Operating practices of an automation system may change, or users may find that they new ways of clearing data clutter to get to the data that will be most useful for them – it takes a willingness to banish a “set it and forget it” mentality to make sure that automation tools are operating as well as they could. “It’s kind of sad when (plants) have a powerful tool that they don’t make full use of,” Worth says.
Don't: Neglect security for any of your connected assets
One of the biggest problems plants run into when it comes to automation maintenance – from both a security and an enterprise asset management perspective – is that they don’t have an accurate or adequate inventory of all of their network-connected assets in use. “They don’t even know what equipment they have half the time,” says Quantum Solutions’ Worth.
That’s a major issue, because hackers looking for security vulnerabilities will find easy targets in overlooked network connections, and it’s easy for plant supervisors, plant managers, and IT departments to overlook such connected assets as conveyors and powered industrial equipment like forklifts when they’re strategizing about cybersecurity, says The Raymond Corp.’s Rosenberger. “Smart” conveying and material handling equipment, as with bolt-on industrial sensors, “are just like other high-tech electronic assets in your enterprise, and they need to be treated as such,” Rosenberger says.
“If I have the IT director sitting there, I’ll ask…‘How often do you update the firmware or software for your routers?’ ” he continues. “This piece of equipment is now connected to your network that was connected to your router that was compromised. And all of a sudden you start seeing those lights go off – ‘Oh, yeah, you’re right…’ And they start going down that road themselves, (of) ‘Oh, wait a minute, I have all my scan guns, vehicle-mounted computers, etc., that are now communicating via WiFi or cellular networks that are vulnerable to these types of data security issues.” And whatever piece of connected equipment you’re dealing with, as GE Industrial’s Patterson notes, “If you never look to see if you have a virus, you’re not going to know that you have a virus until it’s too late.”
Addressing vulnerabilities starts with getting an up-to-date automation inventory.

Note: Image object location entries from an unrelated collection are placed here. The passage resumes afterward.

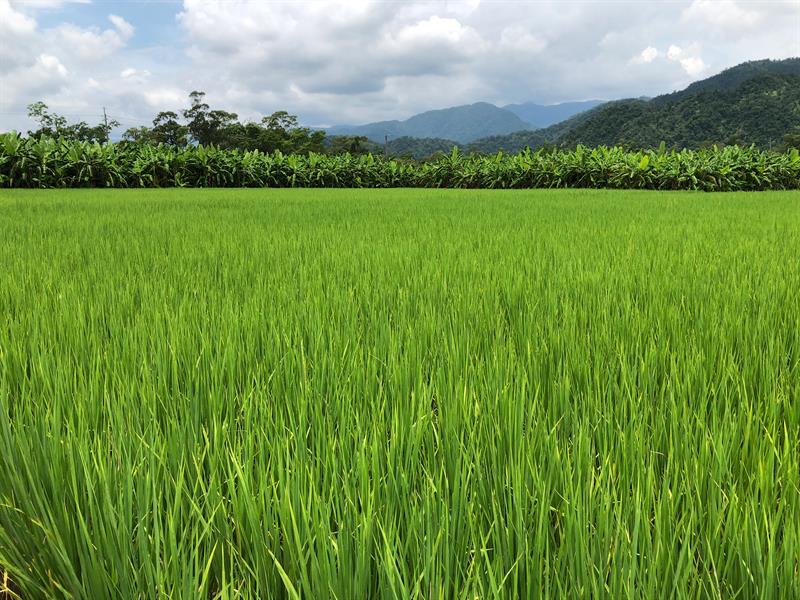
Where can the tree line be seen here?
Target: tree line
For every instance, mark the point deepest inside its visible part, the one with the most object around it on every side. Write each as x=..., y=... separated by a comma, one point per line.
x=199, y=124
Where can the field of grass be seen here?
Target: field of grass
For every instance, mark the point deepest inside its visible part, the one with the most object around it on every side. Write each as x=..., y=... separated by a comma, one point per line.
x=399, y=394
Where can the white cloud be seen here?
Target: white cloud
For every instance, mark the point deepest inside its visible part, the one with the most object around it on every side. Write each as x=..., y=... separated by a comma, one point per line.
x=124, y=28
x=693, y=65
x=361, y=60
x=723, y=14
x=646, y=56
x=674, y=52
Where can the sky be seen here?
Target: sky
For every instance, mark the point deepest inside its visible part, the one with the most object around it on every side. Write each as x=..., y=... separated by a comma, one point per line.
x=356, y=61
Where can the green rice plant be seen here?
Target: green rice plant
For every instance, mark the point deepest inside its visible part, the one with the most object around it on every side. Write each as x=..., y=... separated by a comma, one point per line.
x=400, y=393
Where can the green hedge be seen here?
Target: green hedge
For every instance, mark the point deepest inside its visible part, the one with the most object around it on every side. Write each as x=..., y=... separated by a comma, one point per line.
x=53, y=163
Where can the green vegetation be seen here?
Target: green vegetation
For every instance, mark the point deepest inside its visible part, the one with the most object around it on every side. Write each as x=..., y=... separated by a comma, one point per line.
x=399, y=394
x=753, y=103
x=47, y=163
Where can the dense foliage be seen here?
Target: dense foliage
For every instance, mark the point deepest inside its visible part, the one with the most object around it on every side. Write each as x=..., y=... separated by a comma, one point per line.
x=761, y=111
x=399, y=394
x=44, y=163
x=752, y=103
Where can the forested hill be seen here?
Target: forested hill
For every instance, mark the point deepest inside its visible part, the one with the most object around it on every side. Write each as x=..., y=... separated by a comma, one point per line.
x=753, y=103
x=459, y=123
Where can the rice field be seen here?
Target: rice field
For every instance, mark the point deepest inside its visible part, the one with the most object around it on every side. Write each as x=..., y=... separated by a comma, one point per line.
x=399, y=394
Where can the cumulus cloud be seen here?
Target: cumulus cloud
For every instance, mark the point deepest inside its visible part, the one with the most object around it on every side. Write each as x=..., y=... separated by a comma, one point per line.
x=647, y=55
x=359, y=60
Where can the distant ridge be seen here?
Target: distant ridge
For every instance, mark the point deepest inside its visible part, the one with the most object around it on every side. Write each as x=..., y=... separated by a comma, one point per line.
x=460, y=123
x=544, y=115
x=755, y=102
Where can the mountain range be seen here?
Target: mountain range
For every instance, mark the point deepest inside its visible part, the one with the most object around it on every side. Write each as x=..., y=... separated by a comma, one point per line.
x=756, y=102
x=464, y=124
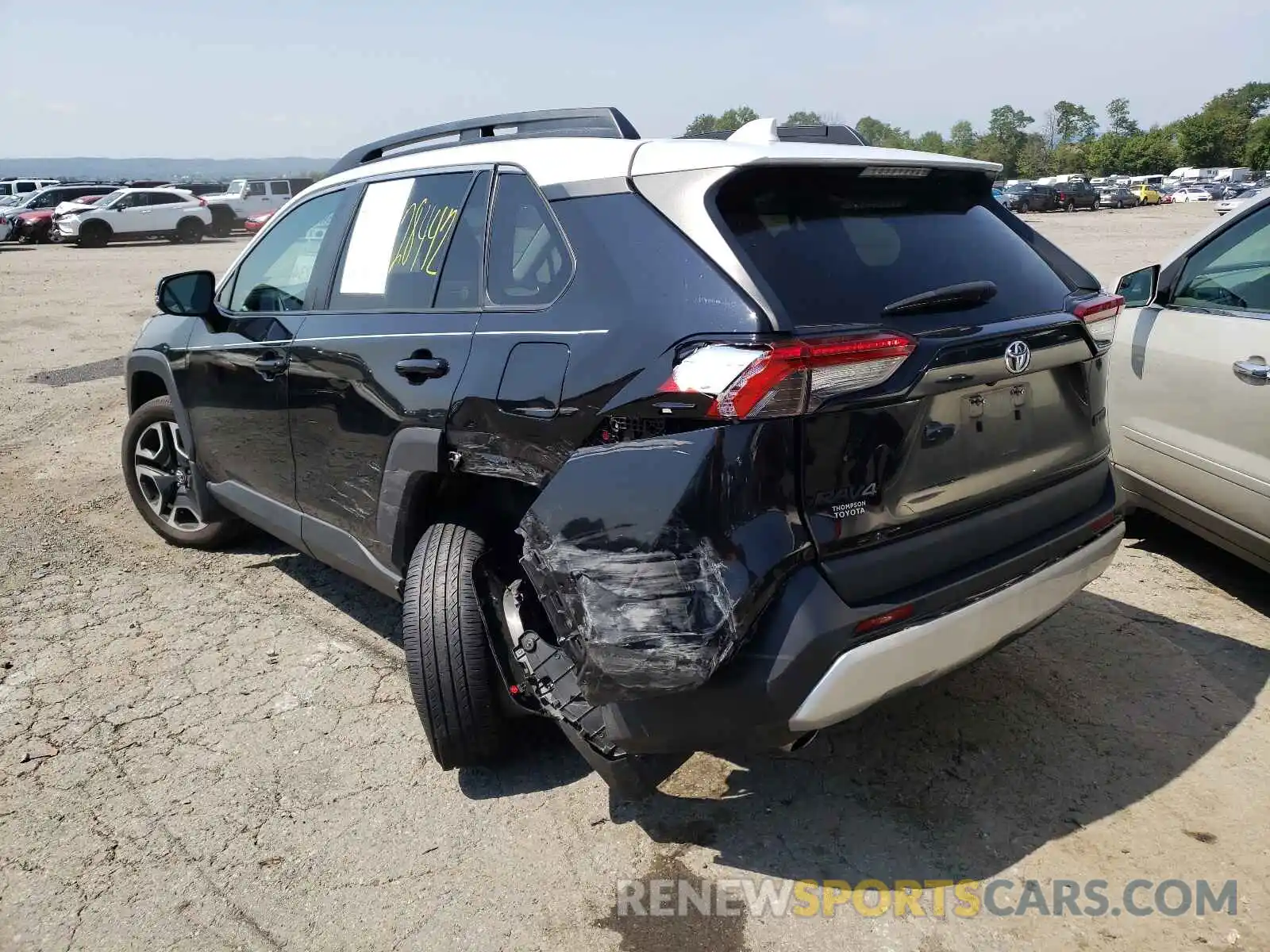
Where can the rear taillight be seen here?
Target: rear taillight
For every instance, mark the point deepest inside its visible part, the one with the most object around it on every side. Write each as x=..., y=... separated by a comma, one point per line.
x=1099, y=315
x=787, y=378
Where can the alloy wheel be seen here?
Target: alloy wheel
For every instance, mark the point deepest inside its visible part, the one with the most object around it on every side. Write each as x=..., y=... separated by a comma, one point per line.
x=163, y=471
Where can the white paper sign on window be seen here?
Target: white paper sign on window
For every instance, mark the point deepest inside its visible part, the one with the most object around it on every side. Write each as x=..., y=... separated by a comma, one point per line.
x=370, y=249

A system integrator like Quantum can “go out and sniff out everything that you have connected to the network,” Worth says, and build a mostly autonomous inventory from there. “A centralized place to have an inventory of all of your automation assets is very appealing,” he comments. Because regardless of who (in-house or external) is using what to monitor the automation inventory, “without something…keeping an eye on it, keeping it up to date, it just gets carried away and it’s hard to recover,” says Worth.

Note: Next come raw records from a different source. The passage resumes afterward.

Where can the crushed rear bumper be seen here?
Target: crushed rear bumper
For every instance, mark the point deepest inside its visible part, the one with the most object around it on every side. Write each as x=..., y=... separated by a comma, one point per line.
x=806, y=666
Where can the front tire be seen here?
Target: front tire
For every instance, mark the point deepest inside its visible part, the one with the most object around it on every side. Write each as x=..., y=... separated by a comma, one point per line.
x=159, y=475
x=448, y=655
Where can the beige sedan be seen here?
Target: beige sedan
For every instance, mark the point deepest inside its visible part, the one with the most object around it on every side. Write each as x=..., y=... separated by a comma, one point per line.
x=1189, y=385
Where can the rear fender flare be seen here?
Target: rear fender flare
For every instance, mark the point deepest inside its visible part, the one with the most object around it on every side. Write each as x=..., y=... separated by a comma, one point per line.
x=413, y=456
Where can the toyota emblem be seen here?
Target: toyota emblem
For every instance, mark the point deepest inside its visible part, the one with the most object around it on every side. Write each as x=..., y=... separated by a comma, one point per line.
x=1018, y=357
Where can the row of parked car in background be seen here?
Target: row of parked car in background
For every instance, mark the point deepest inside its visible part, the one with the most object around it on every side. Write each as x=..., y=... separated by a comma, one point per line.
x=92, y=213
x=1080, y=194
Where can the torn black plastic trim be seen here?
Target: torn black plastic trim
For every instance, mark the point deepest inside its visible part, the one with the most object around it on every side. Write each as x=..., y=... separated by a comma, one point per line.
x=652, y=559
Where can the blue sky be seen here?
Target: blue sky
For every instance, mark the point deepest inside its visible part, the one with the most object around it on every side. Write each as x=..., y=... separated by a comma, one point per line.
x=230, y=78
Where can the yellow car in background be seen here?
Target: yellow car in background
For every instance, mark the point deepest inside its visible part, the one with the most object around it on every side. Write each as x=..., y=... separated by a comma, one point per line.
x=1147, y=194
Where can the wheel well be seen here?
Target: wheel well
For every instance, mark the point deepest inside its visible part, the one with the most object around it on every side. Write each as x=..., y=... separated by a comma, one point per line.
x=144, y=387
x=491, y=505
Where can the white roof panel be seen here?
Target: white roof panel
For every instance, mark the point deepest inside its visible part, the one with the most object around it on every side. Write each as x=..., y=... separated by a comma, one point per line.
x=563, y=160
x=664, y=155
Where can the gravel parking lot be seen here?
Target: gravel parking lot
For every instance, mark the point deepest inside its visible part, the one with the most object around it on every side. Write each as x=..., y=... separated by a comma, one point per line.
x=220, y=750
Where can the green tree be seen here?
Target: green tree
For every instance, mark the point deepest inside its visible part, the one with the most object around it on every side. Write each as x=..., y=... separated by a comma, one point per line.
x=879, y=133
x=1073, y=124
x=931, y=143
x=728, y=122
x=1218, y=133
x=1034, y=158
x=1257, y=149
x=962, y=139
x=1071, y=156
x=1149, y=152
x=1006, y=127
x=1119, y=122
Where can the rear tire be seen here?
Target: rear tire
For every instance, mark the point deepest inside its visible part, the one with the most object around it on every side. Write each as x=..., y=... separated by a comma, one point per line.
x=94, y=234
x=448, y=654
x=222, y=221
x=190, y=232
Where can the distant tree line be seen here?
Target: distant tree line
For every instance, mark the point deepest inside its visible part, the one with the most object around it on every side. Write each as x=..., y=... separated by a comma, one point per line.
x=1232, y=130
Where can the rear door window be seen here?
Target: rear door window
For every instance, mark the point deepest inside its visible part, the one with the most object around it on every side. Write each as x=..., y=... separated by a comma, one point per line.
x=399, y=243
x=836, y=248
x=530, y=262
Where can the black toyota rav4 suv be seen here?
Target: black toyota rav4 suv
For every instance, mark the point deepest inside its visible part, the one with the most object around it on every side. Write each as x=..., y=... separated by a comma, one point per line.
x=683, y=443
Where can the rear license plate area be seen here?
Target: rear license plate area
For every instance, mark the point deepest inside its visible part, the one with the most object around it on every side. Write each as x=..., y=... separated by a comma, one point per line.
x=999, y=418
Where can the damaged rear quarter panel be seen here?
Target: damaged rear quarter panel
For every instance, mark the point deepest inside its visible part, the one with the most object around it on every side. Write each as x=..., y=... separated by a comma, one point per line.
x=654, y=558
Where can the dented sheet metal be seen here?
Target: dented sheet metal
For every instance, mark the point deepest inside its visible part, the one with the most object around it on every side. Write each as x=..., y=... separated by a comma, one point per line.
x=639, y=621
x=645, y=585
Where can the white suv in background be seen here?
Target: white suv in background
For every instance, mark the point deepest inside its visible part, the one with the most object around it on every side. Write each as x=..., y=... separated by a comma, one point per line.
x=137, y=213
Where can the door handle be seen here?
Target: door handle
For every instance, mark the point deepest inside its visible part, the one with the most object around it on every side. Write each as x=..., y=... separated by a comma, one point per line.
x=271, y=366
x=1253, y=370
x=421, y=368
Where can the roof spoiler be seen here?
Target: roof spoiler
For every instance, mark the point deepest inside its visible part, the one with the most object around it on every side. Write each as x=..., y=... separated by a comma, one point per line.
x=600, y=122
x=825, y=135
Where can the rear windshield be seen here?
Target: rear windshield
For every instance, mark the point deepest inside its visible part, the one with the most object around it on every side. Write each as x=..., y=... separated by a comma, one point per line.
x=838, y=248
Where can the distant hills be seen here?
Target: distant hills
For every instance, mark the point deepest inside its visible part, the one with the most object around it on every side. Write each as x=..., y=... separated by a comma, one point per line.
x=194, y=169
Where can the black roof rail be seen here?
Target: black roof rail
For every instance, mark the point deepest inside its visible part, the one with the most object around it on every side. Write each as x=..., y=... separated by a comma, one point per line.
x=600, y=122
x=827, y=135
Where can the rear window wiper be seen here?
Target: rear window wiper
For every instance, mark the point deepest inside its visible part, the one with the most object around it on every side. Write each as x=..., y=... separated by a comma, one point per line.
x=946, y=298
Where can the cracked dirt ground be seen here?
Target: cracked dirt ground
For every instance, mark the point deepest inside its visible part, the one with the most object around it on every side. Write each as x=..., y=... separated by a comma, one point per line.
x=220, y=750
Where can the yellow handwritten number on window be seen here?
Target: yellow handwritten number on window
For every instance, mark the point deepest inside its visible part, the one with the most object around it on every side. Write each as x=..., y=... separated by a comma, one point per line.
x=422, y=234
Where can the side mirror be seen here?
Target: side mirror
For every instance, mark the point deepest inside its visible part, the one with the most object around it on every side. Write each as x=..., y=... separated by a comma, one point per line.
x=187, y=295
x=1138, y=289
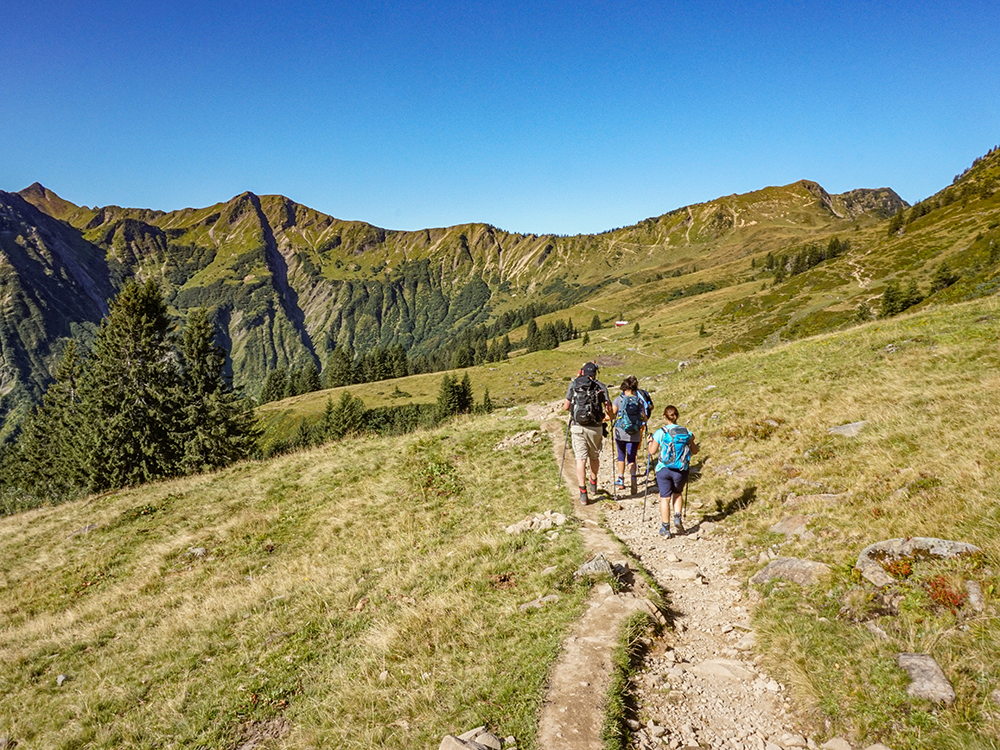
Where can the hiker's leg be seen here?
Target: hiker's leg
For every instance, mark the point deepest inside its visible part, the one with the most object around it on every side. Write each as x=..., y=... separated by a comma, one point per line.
x=631, y=449
x=622, y=447
x=664, y=484
x=581, y=451
x=678, y=496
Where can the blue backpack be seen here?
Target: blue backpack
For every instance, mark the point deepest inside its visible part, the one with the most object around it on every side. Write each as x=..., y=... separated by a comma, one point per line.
x=631, y=416
x=675, y=447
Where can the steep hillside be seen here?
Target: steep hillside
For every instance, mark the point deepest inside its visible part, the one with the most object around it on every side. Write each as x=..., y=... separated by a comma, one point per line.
x=54, y=285
x=286, y=284
x=354, y=596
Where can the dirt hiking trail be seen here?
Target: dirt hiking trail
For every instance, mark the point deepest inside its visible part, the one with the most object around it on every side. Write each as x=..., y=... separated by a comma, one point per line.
x=699, y=685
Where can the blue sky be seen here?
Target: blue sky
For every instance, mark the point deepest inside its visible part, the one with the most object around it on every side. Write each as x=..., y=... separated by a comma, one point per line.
x=565, y=117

The overall landscape for maintenance of automation systems is improving. The common thread among those that are “doing it right” when it comes to automation maintenance? As always, communication. “They seem to have a good relationship between management, engineering, and maintenance, where they can communicate with each other, understand each other,” Worth says. “There are other plants where communication seems to be broken down; they all kind of operate in a vacuum. Those are the ones where we see more problems.”